Introduction

This repository demonstrates how to use the core component of the Open Translation Environment (OTE) developed during the OntoTrans project. The aim of this demonstration is to semantically describe different datasets by using a domain ontology based on EMMO (1.0.0-beta7) and to store the ontological mapping, distribution address, and other metadata in a Knowledge Base (KB) for later retrieval. The datasets in this demonstration are output files from Molecular Dynamics (MD) simulations and experimental data organised in a spreadsheet. They are example of unstructured data whose meaning is well known to the scientists who produced them, but not to third-party users. The process of documenting and storing data semantically using the OTE is a practical example of creating FAIR data which meet the principles of Findability, Accessibility, Interoperability, and Reusability.

The OTE software components can be installed locally with the Python pip package manager. Alternatively, a VirtualBox image of a Linux OS with the pre-installed components is available for download.
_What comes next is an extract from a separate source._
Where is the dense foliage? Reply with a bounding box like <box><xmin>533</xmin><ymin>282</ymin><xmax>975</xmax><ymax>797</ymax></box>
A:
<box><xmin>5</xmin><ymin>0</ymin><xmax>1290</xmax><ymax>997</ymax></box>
Bear in mind that the image is 3.29 GB and it will occupy roughly 10 GB when executed.

MD simulations

The following simulations were executed with a modified version of LAMMPS implementing the MOLC model.

For the coarse-grained model:

moltemplate.sh -atomstyle "hybrid molecular ellipsoid" -dump benzene_00.dump benzene_01.lt ; rm -fr output_ttree/
nohup mpirun -np 4 lmp_2Jun22 -in benzene_01.in -l benzene_01.log &

Conversion from CG to AA coordinates:

dumptools -w -f last -o benzene_01.last benzene_01.dump
backmap_legacy -t /usr/local/share/forcefields/molc/benzene/t1_benzene.xyz -o benzene_aa benzene_01.last.dump

For the atomistic model:

moltemplate.sh -overlay-all -pdb ../cg/benzene_aa.00100000 benzene_01.lt
data2psf -d 258 benzene_aa.pdb benzene_01.data
nohup mpirun -np 4 lmp_2Jun22 -in benzene_01.in -l benzene_01.log &

Experimental data

The folder experimental contains a spreadsheet with liquid-phase properties of water, benzene, and hexane solvents, taken from the NIST TDE database.

1. Ontology Development

The ontology is created using an empty template file in turtle format (TTL). Classes are added describing the dataset, its components, and their relationships. The ontology editor Protégé is used to develop the ontology. To speed up the import of EMMO modules, a link to the application ontology is created in the EMMO repository, as to access the modules locally.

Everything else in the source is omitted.